In 2005, Linus Torvalds took leave of absence from his work on the Linux kernel to fix his versioning handicap, and emerged with a rough cut of Git two weeks after. In his talk at Google a couple of years hence, he emphasised Git’s strength in two words: “distributed” and “branching”. (See also this TED interview.)
Now why should anyone care about tools or techniques used by software developers? For two reasons: (1) software developers use fast, super-efficient, safe and simpler tools to get their job done, because after all, simplicity is the ultimate sophistication, and (2) software developers have unmatched discipline in managing changes in their vast code bases, which makes them uniquely gifted in managing and tracking content and projects at large. Git can be used for efficiently versioning and tracking any content in plain text, be they reports, papers, contracts, or computer models. So learning from the best, and using their tools in one’s line of work would offer similar benefits.
Mechanics of Git
Git is a bunch of command-line tools to perform various versioning operations, e.g., like preparing a repository of files and folders for adding to a snapshot, and then taking a snapshot, running diffs, checking the history of commits, reviewing the artefacts for changes, etc. Here’s one explanation by Atlassian:
Git is not fooled by the names of the files when determining what the storage and version history of the file tree should be, instead, Git focuses on the file content itself. After all, source code files are frequently renamed, split, and rearranged. The object format of Git’s repository files uses a combination of delta encoding (storing content differences), compression and explicitly stores directory contents and version metadata objects.
How to manage versioning of computer models
For novice users, a GUI client is perhaps the best way to begin without the cognitive load of the command-line. There exist numerous clients one can choose from. I like Sublime Merge as my primary GUI client. I think GitHub Desktop is nice and helpful to use too.

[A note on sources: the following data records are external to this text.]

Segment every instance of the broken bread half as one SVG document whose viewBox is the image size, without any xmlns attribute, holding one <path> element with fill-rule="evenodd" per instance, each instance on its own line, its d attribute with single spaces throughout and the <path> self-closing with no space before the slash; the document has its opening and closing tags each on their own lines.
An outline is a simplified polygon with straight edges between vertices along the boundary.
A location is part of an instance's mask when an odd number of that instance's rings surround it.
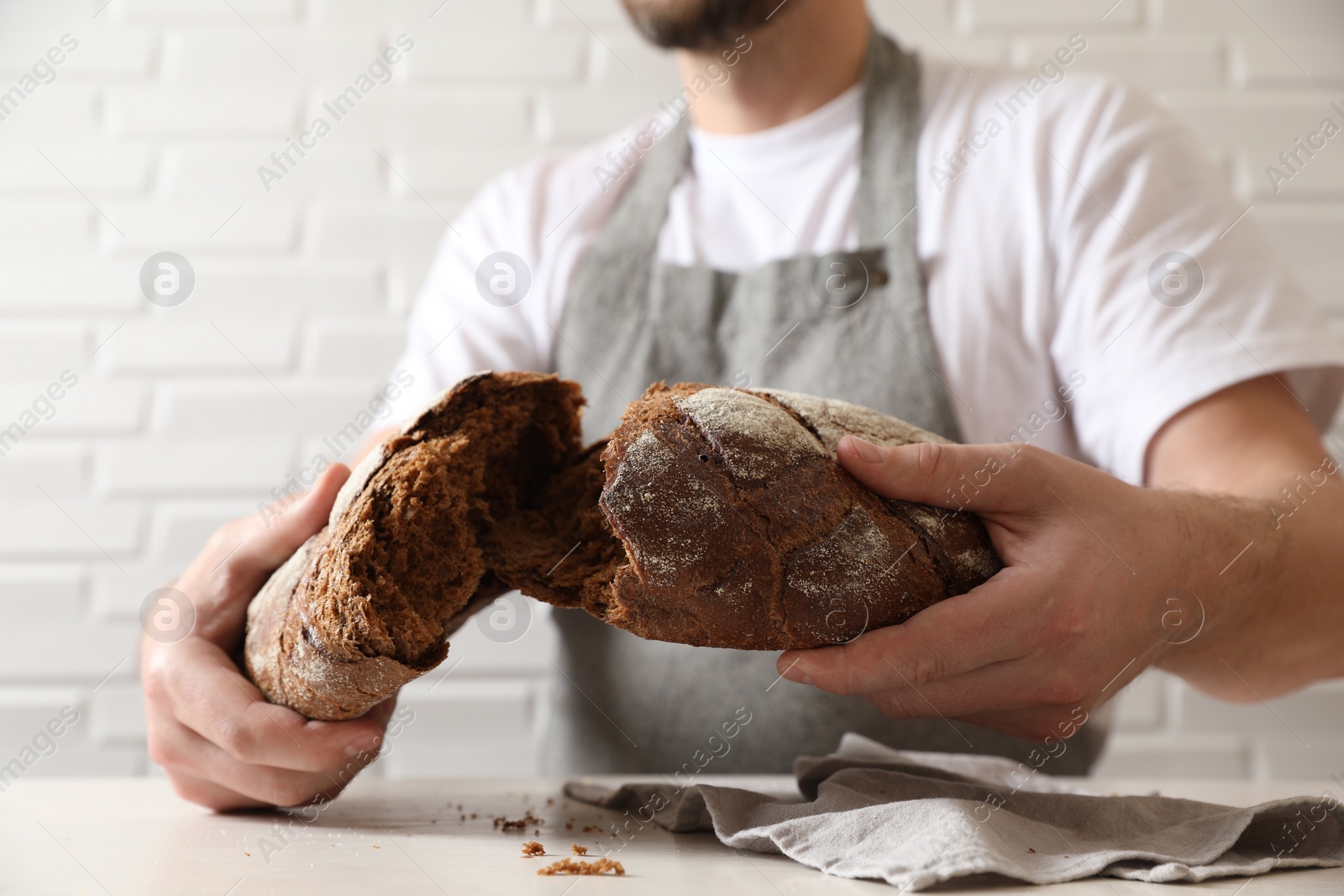
<svg viewBox="0 0 1344 896">
<path fill-rule="evenodd" d="M 882 498 L 847 433 L 942 437 L 847 402 L 656 384 L 585 447 L 578 384 L 478 373 L 375 449 L 328 525 L 253 600 L 245 662 L 267 700 L 352 719 L 438 665 L 517 588 L 640 637 L 782 650 L 849 641 L 999 568 L 980 520 Z"/>
</svg>

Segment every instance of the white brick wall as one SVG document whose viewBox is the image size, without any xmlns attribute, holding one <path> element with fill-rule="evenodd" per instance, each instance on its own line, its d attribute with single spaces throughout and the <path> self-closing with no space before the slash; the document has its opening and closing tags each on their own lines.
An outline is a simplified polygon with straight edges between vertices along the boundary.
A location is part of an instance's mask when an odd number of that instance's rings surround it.
<svg viewBox="0 0 1344 896">
<path fill-rule="evenodd" d="M 966 64 L 1030 63 L 1086 34 L 1079 64 L 1175 109 L 1344 316 L 1344 144 L 1281 193 L 1263 176 L 1344 101 L 1339 0 L 872 7 L 906 42 Z M 402 32 L 415 48 L 392 82 L 265 192 L 257 165 Z M 384 382 L 439 215 L 504 165 L 625 124 L 676 78 L 617 0 L 44 0 L 0 5 L 0 87 L 65 34 L 79 46 L 55 81 L 0 121 L 0 420 L 63 369 L 79 375 L 0 459 L 0 760 L 74 705 L 81 720 L 34 774 L 146 774 L 144 596 Z M 173 309 L 137 287 L 164 249 L 198 275 Z M 383 774 L 526 766 L 552 649 L 540 610 L 511 645 L 469 625 L 450 676 L 407 688 L 417 720 Z M 1344 686 L 1270 711 L 1150 673 L 1122 696 L 1117 729 L 1105 774 L 1332 774 Z"/>
</svg>

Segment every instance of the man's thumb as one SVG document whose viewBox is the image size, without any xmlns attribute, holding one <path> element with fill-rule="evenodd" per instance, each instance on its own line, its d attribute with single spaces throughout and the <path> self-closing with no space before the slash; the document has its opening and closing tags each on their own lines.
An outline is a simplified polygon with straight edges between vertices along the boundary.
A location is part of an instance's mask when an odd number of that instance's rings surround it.
<svg viewBox="0 0 1344 896">
<path fill-rule="evenodd" d="M 836 454 L 853 478 L 887 498 L 976 512 L 1023 509 L 1025 500 L 1012 469 L 1017 455 L 1008 445 L 891 447 L 845 435 Z"/>
<path fill-rule="evenodd" d="M 239 560 L 261 570 L 274 570 L 313 533 L 327 525 L 336 493 L 349 478 L 349 467 L 333 463 L 298 497 L 262 510 L 263 523 L 238 548 Z"/>
</svg>

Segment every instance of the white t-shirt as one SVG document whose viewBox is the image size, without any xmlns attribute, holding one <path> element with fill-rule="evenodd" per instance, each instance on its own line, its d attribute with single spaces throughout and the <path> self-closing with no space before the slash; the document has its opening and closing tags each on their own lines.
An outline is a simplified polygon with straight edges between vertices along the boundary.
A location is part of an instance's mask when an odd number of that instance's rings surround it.
<svg viewBox="0 0 1344 896">
<path fill-rule="evenodd" d="M 1329 426 L 1344 344 L 1254 212 L 1238 220 L 1245 210 L 1165 111 L 1068 70 L 1008 105 L 1030 74 L 922 64 L 918 210 L 900 227 L 918 228 L 964 441 L 1016 438 L 1140 482 L 1163 423 L 1266 372 L 1282 373 L 1317 426 Z M 660 258 L 741 271 L 856 249 L 860 120 L 856 86 L 765 132 L 692 129 Z M 552 369 L 575 261 L 630 180 L 610 183 L 620 172 L 607 153 L 645 126 L 505 172 L 453 222 L 411 312 L 399 368 L 415 386 L 399 415 L 480 369 Z M 509 308 L 476 287 L 477 267 L 496 251 L 531 270 L 528 293 Z M 1149 283 L 1168 253 L 1193 257 L 1198 269 L 1160 266 L 1160 285 L 1179 293 L 1184 283 L 1188 298 L 1203 275 L 1184 306 L 1159 302 Z"/>
</svg>

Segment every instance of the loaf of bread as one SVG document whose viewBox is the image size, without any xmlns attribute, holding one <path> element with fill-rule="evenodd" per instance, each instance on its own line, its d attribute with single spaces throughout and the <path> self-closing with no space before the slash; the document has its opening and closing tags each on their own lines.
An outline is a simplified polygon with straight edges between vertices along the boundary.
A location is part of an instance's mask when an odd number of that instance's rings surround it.
<svg viewBox="0 0 1344 896">
<path fill-rule="evenodd" d="M 371 453 L 249 607 L 266 697 L 359 716 L 511 588 L 644 638 L 782 650 L 896 625 L 1000 568 L 977 517 L 882 498 L 835 455 L 847 433 L 933 433 L 847 402 L 657 384 L 583 447 L 582 404 L 552 375 L 480 373 Z"/>
</svg>

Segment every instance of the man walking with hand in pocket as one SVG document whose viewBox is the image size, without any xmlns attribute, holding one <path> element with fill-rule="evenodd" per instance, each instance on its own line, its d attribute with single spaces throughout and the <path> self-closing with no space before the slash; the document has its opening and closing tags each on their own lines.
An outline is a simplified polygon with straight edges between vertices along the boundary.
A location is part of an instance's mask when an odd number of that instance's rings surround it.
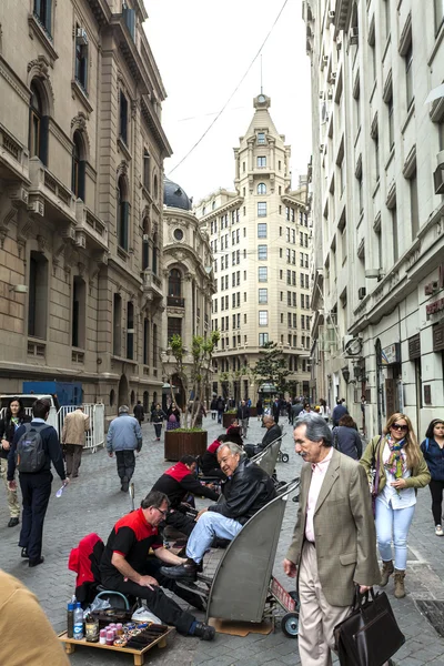
<svg viewBox="0 0 444 666">
<path fill-rule="evenodd" d="M 362 465 L 332 447 L 322 416 L 294 428 L 304 460 L 293 541 L 283 562 L 299 568 L 299 653 L 302 666 L 331 666 L 334 627 L 350 615 L 355 585 L 361 593 L 380 582 L 369 482 Z"/>
</svg>

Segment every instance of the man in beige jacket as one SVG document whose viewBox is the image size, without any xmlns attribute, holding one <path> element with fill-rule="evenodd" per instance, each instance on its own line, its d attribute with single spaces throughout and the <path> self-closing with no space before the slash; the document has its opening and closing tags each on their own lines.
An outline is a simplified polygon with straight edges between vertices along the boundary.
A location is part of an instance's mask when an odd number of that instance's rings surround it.
<svg viewBox="0 0 444 666">
<path fill-rule="evenodd" d="M 67 457 L 67 476 L 77 478 L 82 458 L 85 433 L 90 430 L 90 417 L 83 407 L 69 412 L 63 421 L 62 444 Z"/>
<path fill-rule="evenodd" d="M 332 447 L 322 416 L 299 418 L 294 442 L 304 464 L 283 566 L 299 578 L 301 664 L 330 666 L 333 629 L 350 614 L 355 585 L 364 593 L 380 582 L 369 482 L 362 465 Z"/>
</svg>

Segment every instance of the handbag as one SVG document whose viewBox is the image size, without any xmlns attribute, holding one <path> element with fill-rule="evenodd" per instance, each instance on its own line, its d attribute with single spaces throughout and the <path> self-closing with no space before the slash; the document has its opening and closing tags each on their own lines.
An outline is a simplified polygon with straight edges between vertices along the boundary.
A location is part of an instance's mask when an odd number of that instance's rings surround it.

Let’s say you have a bunch of model files ending with
.inp file extension in a folder called
jacket. Let us also assume that these are master copies. In GitHub Desktop,
- Select Add an Existing Repository… and choose
- Click on the link create a repository.
- GitHub Desktop adds all files existing in the
jacketfolder and commits as the “Initial commit”, and calls the branch
main. This can be your master copy of computer model files for, say, in-place analysis.
- To maintain sanctity of the
mainbranch, but use it to create a model for, say, lifting analysis, create a branch called
lifting. When created, Git makes a copy of main branch files, which can then be edited to suit lifting analysis.
- Once these files are prepared for lifting, one can commit files. The degree of granularity is left to the engineer to decide, though it’s good practice to keep committing in git for changes made to model files — both minor and major — to maintain good traceability.
- In a slightly advanced mode, an upstream repository can be setup — like on a local network server, Raspberry Pi, or alternatively use service sites like GitHub — to and from which engineers in a team can pull and push changes to model files. In Git, every repository is independent and fully self-contained with all history, and is capable of communicating with the network, which makes it truly distributed, and eliminates single points of failure.
Here is another example: if you are writing a contract, and you have a master copy to work from, then you can create a branch, give it a case (or client) name, and start working on the newly created branch, and keep that tree of changes independent of the master copy. The use cases for managing content and tracking changes in Git are limitless.
Software developers tend to work on branches and eventually merge back into the main branch. But if the purpose of a branch is to be independent of the master copy, like in the case of computer models or contract text, then they may not need to be merged.
All versioning is stored in
.git folder within the root of the repository folder.1 By carrying the repository folder across (from, say, a computer, network, media drive, or whatever), you’d carry its entire history of changes too — that’s compact and portable. Every commit contains full file sets (chosen and committed) with changes made at that commit, and it is therefore easy to revert or recover files from future changes in a given tree.
In summary, versioning via Git is a smart, clean way than, say, creating named folders to differentiate between versions or changes within files.
Note that in UNIX-like systems, files and folders beginning with a dot are typically hidden. ↩